# ISO blueprints for PVC bow stand



## frmdtr (Aug 23, 2016)

Hello all I am new here and new to bows in general. I am looking to build a stand to hold our bows when were shooting here at the house. I found a holder I like but cant find any blueprints on it. Have any of you made anything like this and able to help me? Thank you all for taking the time to read this have a great day.


----------



## aread (Dec 25, 2009)

They are pretty simple. I don't think I've ever seen plans for these PVC stands. I think most guys just start cutting and gluing, then head to HD for any extra pieces that they need. The photos here in the DIY section are great guides to your final product.


----------



## bowtechvet (Aug 10, 2012)

You don't really need a blue print. just pick up 4 3" T's - 4 3" 90's and a 20ft section of 3" PVC. you will have some material left over. messure the pieces before gluing them together and I recommend a hacksaw instead of a sawzall. its easier to make straighter cuts. fit it together before you glue it and drill holes in the bottom so the rain water wont stay in the base.
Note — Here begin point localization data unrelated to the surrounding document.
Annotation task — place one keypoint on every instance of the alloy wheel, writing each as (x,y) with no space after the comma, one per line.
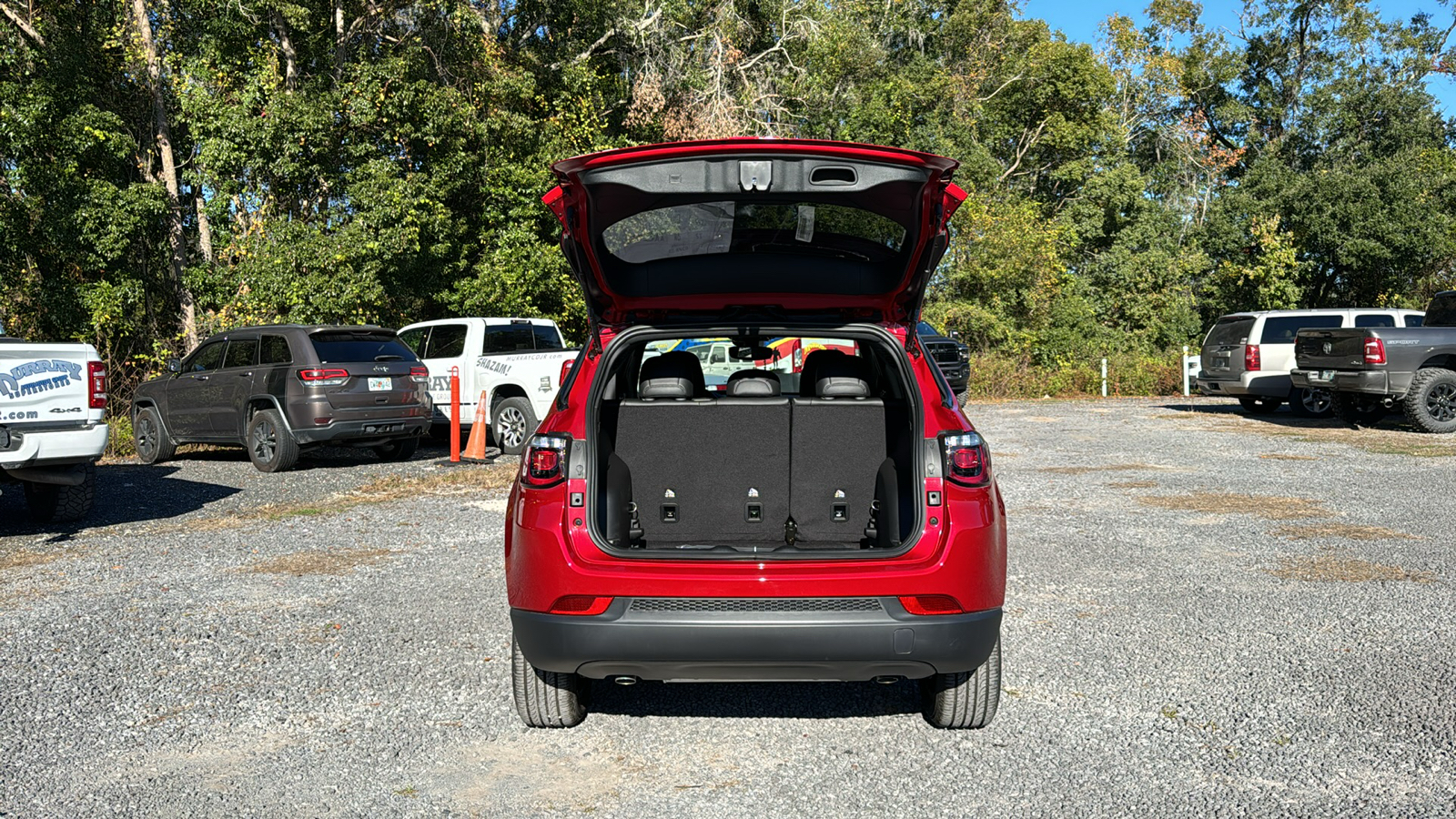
(1441,402)
(266,440)
(510,428)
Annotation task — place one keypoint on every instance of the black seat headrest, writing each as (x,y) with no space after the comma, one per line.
(672,375)
(757,383)
(832,373)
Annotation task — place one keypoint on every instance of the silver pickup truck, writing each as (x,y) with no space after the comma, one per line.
(1376,369)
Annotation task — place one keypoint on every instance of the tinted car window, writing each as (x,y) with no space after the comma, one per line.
(1441,310)
(446,341)
(208,358)
(1230,329)
(509,339)
(1281,329)
(276,350)
(335,347)
(242,353)
(415,339)
(546,337)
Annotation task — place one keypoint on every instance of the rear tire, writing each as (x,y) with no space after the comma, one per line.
(51,503)
(546,700)
(966,700)
(1310,401)
(398,450)
(1356,409)
(152,439)
(1431,404)
(269,443)
(1259,405)
(513,424)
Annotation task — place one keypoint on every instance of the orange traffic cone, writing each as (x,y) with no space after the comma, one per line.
(475,448)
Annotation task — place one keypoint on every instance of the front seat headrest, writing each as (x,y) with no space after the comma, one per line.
(672,375)
(757,383)
(839,376)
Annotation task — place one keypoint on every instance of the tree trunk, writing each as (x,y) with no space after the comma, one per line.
(177,232)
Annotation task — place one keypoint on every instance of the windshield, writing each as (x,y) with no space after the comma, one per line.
(752,228)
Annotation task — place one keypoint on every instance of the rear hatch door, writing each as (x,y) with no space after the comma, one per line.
(784,227)
(1222,354)
(379,372)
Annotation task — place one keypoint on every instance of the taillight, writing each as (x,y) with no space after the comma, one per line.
(545,460)
(324,378)
(580,605)
(926,605)
(967,460)
(96,385)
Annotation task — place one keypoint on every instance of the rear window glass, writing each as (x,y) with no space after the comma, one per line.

Honestly though you should be able to get away with 2 inch instead of 3.


----------



## Jeremy K (Oct 16, 2013)

Make it tall enough so the bows dont touch the ground and from that picture you posted ,make the base a square that measures about what ever half the height is ,add in your uprights for arrows.


----------



## ron2714 (Aug 7, 2016)

I built mine to rest the bows on instead of hanging by the limbs. I can send a material list if you are interested.














I've since redesigned the shelf on the double stand to make the shelf sturdier. Also attached a rubber mat on the top.


----------



## sonnyd (Nov 19, 2021)

ron2714 said:


> I built mine to rest the bows on instead of hanging by the limbs. I can send a material list if you are interested.
> View attachment 4727321
> View attachment 4727361
> 
> ...


This is a nice and good looking stand could you send me the material and design on the single stand would greatly appreciate that and thank you so much


----------



## sonnyd (Nov 19, 2021)

do you have the material list and measurements for the single stand?


----------